As an architecture student, my own personal design style is
constantly developing. I really don’t
feel as though I even know what my style is. Our ideas about design and our design
tendencies are influenced by our experiences with the world around us. Every
field study, lecture, and studio project I have ever encountered has, in one or
another, shaped my design ability. I do not believe that design style is something
that ever stops changing. The development of an architect’s design style is
similar to human development, as infants and young children learn and grow
exponentially in comparison to adults. The same is true of architecture
students and experienced architects.
Even as a third year student, I am still discovering my own
design style. Not only is it still rapidly developing, but I don’t even know my
creativity well enough to completely understand what my style is yet. Even
though this may be my first time really attempting to dissect and analyze my
design style, I feel that if I had done this before, my previous design style
would be unrecognizably different. Perhaps one day, my early designs will hold
small clues and gestures that appear as fledgling creative trademarks, but for
now, I feel as though all of my studio projects have been very different from
each other. Comparing them side by side may indicate a similar simplicity or
character, but this may just be exemplifying my lack of knowledge and design
experience. After all, the finished products of my designs are not exactly what
I would describe as perfections of the extents of my knowledge at that time.
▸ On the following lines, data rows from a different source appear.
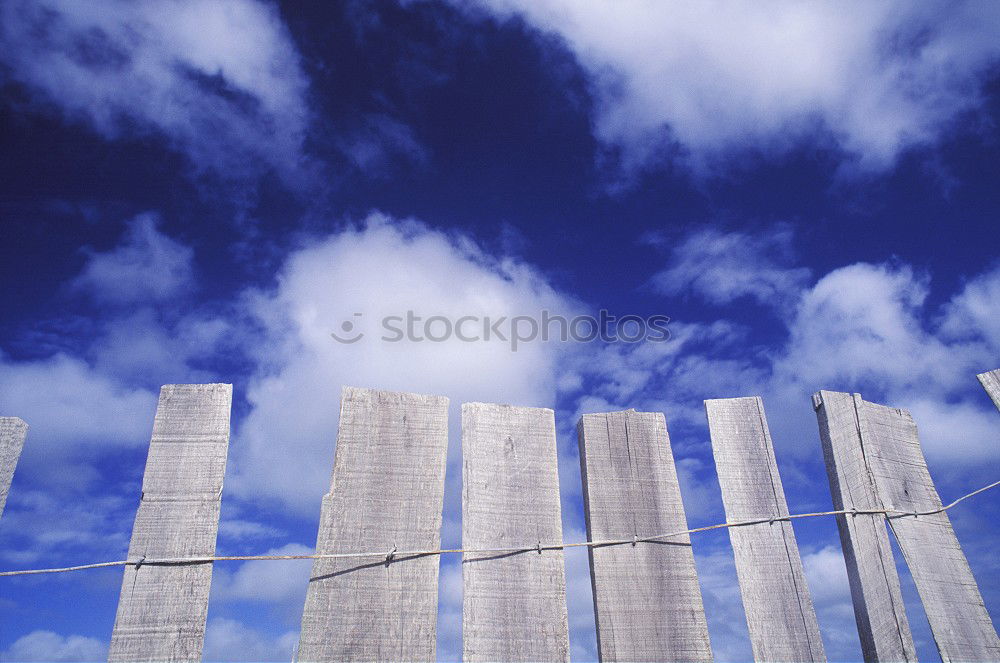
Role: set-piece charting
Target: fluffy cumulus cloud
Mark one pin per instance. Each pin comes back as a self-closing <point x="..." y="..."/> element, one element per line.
<point x="722" y="267"/>
<point x="231" y="640"/>
<point x="221" y="81"/>
<point x="871" y="79"/>
<point x="147" y="266"/>
<point x="348" y="285"/>
<point x="48" y="646"/>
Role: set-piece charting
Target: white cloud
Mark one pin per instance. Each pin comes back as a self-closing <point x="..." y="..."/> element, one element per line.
<point x="231" y="640"/>
<point x="44" y="645"/>
<point x="826" y="574"/>
<point x="267" y="580"/>
<point x="973" y="313"/>
<point x="284" y="449"/>
<point x="221" y="81"/>
<point x="147" y="266"/>
<point x="871" y="78"/>
<point x="723" y="267"/>
<point x="66" y="402"/>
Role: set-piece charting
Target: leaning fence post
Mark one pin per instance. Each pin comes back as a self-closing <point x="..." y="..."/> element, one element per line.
<point x="878" y="602"/>
<point x="514" y="602"/>
<point x="776" y="599"/>
<point x="12" y="433"/>
<point x="991" y="383"/>
<point x="386" y="494"/>
<point x="647" y="603"/>
<point x="163" y="607"/>
<point x="887" y="440"/>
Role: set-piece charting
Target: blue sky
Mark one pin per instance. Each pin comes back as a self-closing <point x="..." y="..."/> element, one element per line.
<point x="204" y="191"/>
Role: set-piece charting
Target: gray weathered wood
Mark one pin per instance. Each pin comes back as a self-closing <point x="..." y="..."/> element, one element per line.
<point x="162" y="608"/>
<point x="776" y="599"/>
<point x="387" y="492"/>
<point x="878" y="603"/>
<point x="12" y="433"/>
<point x="647" y="603"/>
<point x="991" y="383"/>
<point x="514" y="603"/>
<point x="958" y="619"/>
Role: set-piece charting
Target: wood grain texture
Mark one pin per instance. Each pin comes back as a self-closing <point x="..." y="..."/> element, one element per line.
<point x="958" y="619"/>
<point x="387" y="492"/>
<point x="776" y="599"/>
<point x="647" y="603"/>
<point x="991" y="383"/>
<point x="878" y="603"/>
<point x="514" y="604"/>
<point x="162" y="608"/>
<point x="12" y="433"/>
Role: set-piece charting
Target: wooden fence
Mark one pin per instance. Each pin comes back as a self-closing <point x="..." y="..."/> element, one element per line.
<point x="387" y="491"/>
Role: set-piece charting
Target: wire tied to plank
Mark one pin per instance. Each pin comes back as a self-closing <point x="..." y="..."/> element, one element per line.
<point x="888" y="513"/>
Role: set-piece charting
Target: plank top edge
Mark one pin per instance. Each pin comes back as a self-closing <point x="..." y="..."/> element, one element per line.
<point x="631" y="410"/>
<point x="709" y="401"/>
<point x="476" y="405"/>
<point x="348" y="392"/>
<point x="207" y="386"/>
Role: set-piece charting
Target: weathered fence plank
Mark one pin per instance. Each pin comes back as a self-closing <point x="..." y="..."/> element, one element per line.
<point x="958" y="619"/>
<point x="647" y="603"/>
<point x="878" y="603"/>
<point x="12" y="433"/>
<point x="514" y="603"/>
<point x="162" y="608"/>
<point x="779" y="609"/>
<point x="991" y="383"/>
<point x="386" y="493"/>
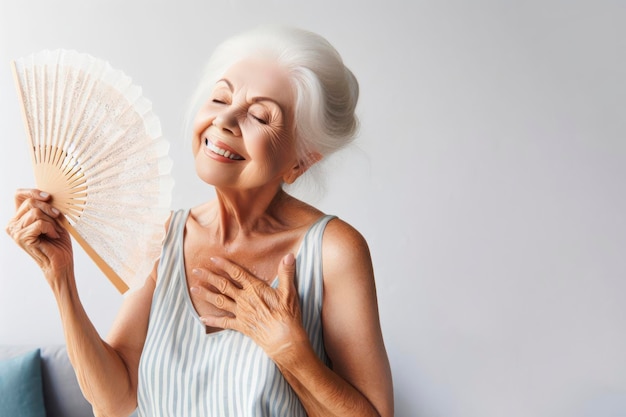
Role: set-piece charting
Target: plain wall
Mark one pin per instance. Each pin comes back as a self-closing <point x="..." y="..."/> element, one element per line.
<point x="489" y="179"/>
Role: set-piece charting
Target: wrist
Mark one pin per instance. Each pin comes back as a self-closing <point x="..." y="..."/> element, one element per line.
<point x="294" y="351"/>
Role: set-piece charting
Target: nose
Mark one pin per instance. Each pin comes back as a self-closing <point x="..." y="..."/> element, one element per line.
<point x="228" y="120"/>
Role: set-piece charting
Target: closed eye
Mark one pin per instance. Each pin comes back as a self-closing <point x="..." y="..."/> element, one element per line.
<point x="258" y="119"/>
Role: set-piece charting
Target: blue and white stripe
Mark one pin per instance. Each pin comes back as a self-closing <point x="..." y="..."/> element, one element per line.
<point x="185" y="372"/>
Having said all this, I think that if anything can be said
for my design style at this point in my life, I think it would be that I tend
to approach design with a complex design-thinking. When I am giving 100% to the
design, I prefer to spend a lot of time in the design phase of the project. I
take a lot of care in the movement, concept, and experience of space. As an interruption, an
example of just how fresh these thoughts are in my mind, I suddenly realized in
writing that last sentence that my favorite designs have been those that create
unique sensory experiences. Here are two that come to mind: a visitor center for
the Rocky Mountain National Park wrapped with a screen of tubes that interact
with the wind to create a buzzing sound, in order to hear the wind; and a
design for a church in which the interior space is sculpted to carry the sound
from inside the church to the outside of the building.
I realize this is a characteristic for my design concepts,
and not really for the visual appearance of my designs, but this is reflective
of the current level of my designing skill in that I struggle coming up with
what the building should look like. I normally focus on the experiences of the
building and become frustrated when trying to figure out what I want it to look
like. As I said before, my design skills are still developing, and this may be
something I’ll discover as I improve my designing skills.